Section précédente

Section parente

Section suivante

Arrêté du 4 septembre 1986

Abrogé17 novembre 2010

Le ministre délégué auprès du ministre de l'équipement, du logement, de l'aménagement du territoire et des transports, chargé de l'environnement,

Vu la loi n° 76-663 du 19 juillet 1976 relative aux installations classées pour la protection de l'environnement, et notamment son article 7 ;

Vu le décret n° 77-1133 du 21 septembre 1977 pris pour l'application de cette loi ;

Vu l'avis du Conseil supérieur des installations classées,

Abrogé17 novembre 2010

Créé le 29 novembre 1986

1.1. Généralités

Sont soumis aux dispositions du présent arrêté et sont désignés ci-après comme " réservoirs " les réservoirs aériens cylindriques à axe vertical, destinés au stockage des hydrocarbures à la pression atmosphérique et dont la capacité unitaire est au moins égale à 1 500 mètres cubes.

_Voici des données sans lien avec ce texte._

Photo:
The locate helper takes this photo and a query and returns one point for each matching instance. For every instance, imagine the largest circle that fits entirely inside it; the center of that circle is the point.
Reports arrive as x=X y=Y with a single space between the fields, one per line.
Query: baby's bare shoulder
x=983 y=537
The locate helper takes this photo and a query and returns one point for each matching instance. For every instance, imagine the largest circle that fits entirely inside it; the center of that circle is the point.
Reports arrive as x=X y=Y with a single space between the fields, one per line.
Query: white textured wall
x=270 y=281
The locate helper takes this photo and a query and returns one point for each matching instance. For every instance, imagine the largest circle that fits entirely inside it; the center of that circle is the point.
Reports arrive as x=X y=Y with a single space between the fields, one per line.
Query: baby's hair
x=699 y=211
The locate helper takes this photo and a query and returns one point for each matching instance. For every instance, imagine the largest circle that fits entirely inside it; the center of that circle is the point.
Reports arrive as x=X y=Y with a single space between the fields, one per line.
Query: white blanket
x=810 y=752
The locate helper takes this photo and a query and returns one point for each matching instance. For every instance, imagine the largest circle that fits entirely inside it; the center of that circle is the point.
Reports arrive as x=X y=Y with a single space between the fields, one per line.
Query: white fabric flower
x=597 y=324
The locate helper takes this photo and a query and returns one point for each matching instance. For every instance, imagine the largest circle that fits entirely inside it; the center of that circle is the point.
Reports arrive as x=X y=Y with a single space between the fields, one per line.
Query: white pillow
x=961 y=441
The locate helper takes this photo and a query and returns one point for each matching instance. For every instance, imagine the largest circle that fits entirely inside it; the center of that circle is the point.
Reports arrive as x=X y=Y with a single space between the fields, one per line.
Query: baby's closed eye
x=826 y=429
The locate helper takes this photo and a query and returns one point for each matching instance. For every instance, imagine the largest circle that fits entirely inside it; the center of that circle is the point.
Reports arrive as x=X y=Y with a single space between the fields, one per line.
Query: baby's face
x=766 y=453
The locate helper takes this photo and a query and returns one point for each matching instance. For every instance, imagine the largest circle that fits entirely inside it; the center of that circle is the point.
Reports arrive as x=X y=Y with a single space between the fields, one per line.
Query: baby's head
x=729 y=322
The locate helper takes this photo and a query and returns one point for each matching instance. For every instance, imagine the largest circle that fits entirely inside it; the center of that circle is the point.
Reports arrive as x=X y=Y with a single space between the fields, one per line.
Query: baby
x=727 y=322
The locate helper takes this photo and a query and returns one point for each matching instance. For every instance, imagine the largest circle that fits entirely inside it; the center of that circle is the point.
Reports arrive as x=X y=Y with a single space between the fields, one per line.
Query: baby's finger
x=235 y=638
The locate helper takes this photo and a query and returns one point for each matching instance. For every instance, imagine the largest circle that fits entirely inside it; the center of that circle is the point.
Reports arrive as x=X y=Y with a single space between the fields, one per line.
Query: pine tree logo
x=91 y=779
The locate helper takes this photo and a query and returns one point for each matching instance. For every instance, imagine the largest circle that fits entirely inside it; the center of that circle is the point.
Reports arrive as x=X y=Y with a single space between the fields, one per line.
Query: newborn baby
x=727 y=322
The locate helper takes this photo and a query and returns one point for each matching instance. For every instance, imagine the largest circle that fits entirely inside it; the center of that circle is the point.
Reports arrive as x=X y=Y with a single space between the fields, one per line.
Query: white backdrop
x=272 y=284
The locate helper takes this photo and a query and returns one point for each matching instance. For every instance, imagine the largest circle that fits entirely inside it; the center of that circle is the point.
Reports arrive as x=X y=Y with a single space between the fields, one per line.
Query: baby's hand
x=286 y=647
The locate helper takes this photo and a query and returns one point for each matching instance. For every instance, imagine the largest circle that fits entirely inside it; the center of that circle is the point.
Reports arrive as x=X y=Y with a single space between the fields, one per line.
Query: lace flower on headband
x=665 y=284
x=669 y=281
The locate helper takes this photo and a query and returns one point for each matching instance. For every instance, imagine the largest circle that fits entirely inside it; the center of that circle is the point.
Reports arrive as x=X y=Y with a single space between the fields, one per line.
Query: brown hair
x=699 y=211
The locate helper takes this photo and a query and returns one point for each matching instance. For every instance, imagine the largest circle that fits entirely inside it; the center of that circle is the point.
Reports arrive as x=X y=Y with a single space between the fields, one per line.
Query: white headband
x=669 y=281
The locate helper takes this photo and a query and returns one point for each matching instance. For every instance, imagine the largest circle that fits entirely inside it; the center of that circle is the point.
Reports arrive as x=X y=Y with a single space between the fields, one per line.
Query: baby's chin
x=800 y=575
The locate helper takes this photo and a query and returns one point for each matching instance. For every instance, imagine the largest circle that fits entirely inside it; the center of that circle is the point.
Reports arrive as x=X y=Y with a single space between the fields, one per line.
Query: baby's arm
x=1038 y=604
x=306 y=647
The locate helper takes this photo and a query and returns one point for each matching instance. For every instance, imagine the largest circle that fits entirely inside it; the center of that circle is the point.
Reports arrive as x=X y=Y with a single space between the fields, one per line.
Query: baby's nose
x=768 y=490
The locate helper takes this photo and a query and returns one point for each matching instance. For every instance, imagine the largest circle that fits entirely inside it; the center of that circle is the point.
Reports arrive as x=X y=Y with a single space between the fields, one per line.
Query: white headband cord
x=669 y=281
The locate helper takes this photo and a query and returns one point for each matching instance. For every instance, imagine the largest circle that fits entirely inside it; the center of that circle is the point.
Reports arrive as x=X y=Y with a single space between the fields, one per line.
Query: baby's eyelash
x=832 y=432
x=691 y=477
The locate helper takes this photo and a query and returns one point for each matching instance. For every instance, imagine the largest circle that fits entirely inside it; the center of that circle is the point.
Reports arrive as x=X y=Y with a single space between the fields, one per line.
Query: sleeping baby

Ces dispositions ont pour but de limiter les émissions d'hydrocarbures à l'atmosphère provenant de l'évaporation des produits stockés.

1.2. Définition des hydrocarbures

Au sens du présent arrêté, on entend par hydrocarbures :

a) Le pétrole brut ;

b) Les produits liquides issus des opérations de raffinage du pétrole, et dont le point d'éclair est inférieur à 55 °C.

c) Les produits qui sont composés à plus de 70 p. 100 en masse des produits ci-dessus.

Le point d'éclair de ces produits est mesuré suivant la norme NF M 07.011.

1.3. Classement des hydrocarbures

Pour évaluer les émissions définies à l'article 2 du présent arrêté, les hydrocarbures sont répartis dans quatre catégories conformément aux dispositions ci-dessous.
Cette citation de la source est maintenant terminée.